Tent Talk: My Night With Occupy Harvard

Natalie M Frieder

Occupy Harvard protests outside of Mass Hall, where students in 2001 launched a Living Wage campaign.

It was 10:00 p.m. on a Thursday night and the Occupy Harvard encampment was deserted.

Ten minutes passed and still no one was there. I peeked into a few tents. Nothing.It seemed that the question being tossed around by my peers—“Do they actually sleep in the Yard or do they just have tents?”—had been answered. Still, it would have been hard to blame them for not wanting to sleep outside in a tent. The night was cold and rumors of the season’s second snowfall had circulated.

Perhaps there would be no occupation.

Just as the scene could not have appeared any more devoid of activity, the occupiers began to arrive as if by clockwork.
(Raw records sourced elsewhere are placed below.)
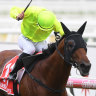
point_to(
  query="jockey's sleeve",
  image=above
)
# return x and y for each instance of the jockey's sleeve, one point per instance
(58, 27)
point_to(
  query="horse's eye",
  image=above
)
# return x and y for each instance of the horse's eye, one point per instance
(71, 45)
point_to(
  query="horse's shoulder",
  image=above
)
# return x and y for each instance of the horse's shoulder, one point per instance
(7, 55)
The movement’s leaders were absent, but the protestors knew the drill—with a glance at the centrally located white board they learned their tent assignments. Backpacks and sleeping bags in hand, they headed to their shelter for the night.
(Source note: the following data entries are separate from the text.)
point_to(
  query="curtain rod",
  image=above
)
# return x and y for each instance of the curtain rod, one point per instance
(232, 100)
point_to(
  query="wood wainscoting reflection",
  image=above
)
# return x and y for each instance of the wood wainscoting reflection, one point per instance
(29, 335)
By 10:30 p.m., 10 to 20 protestors had arrived, including the movement’s leaders. Gabriel H. Bayard '15 would handle logistics for that night and Sandra Y.L. Korn '14 was in charge of the group’s media outreach. She had slept in the tents every night since the occupation began. That had been nine days before. I decided to spend a night with Korn and her compatriots, in the center of Harvard Yard, under the shadow of the John Harvard statue.

* * *

I hadn’t yet been assigned a tent when the Harvard University Police arrived. The HUPD car had been idle on the opposite end of the Yard, but quickly sped from its perch to the periphery of the campsite.

The moment of the raid had come, I thought. Oddly, no one seemed alarmed at the fast approaching authority figure.
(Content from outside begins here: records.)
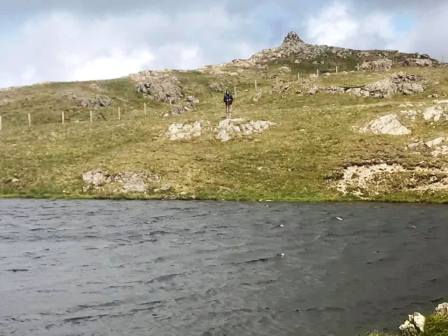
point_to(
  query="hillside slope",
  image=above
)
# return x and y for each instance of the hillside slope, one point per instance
(372, 128)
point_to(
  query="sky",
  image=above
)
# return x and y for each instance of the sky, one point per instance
(73, 40)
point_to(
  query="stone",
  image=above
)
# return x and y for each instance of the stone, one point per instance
(179, 131)
(123, 182)
(377, 65)
(313, 90)
(94, 102)
(388, 124)
(434, 113)
(132, 182)
(442, 309)
(193, 100)
(414, 325)
(95, 178)
(230, 128)
(159, 86)
(285, 69)
(217, 87)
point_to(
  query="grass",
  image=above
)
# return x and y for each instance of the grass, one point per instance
(436, 325)
(295, 161)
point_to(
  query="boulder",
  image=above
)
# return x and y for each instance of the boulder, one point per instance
(159, 86)
(95, 178)
(434, 113)
(414, 325)
(377, 65)
(230, 128)
(180, 131)
(123, 182)
(95, 102)
(388, 124)
(442, 309)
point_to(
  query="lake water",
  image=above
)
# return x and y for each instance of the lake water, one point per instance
(212, 268)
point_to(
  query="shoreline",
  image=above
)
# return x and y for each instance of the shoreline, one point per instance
(186, 198)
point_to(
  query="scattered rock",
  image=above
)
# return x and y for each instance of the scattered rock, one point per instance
(123, 182)
(388, 124)
(284, 69)
(421, 62)
(398, 83)
(414, 325)
(377, 65)
(435, 113)
(160, 86)
(95, 102)
(192, 100)
(442, 309)
(229, 128)
(217, 87)
(381, 178)
(180, 131)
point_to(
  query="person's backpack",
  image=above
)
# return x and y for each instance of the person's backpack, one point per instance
(228, 98)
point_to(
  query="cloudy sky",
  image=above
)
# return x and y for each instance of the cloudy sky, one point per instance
(65, 40)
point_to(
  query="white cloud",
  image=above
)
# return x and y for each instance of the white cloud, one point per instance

“Where’s the boss lady?” the officer asked in a light-hearted tone without getting out of the car. He wanted to speak to Korn, who was perhaps the most familiar face for HUPD.

“She’s not here, but I can help,” Bayard told the officer.

“Alright. You guys doin’ alright tonight? Anything you need?”

“No, we’re all good. Thanks.”

“How many you got sleeping out tonight?”

“It’s tough to say, I think we’re at maybe 70 percent to 90 percent.”

While a considerable number of people were sleeping out, the figure seemed exaggerated, from a quick glance around the tents. The officer appeared skeptical, but not particularly concerned with the figures.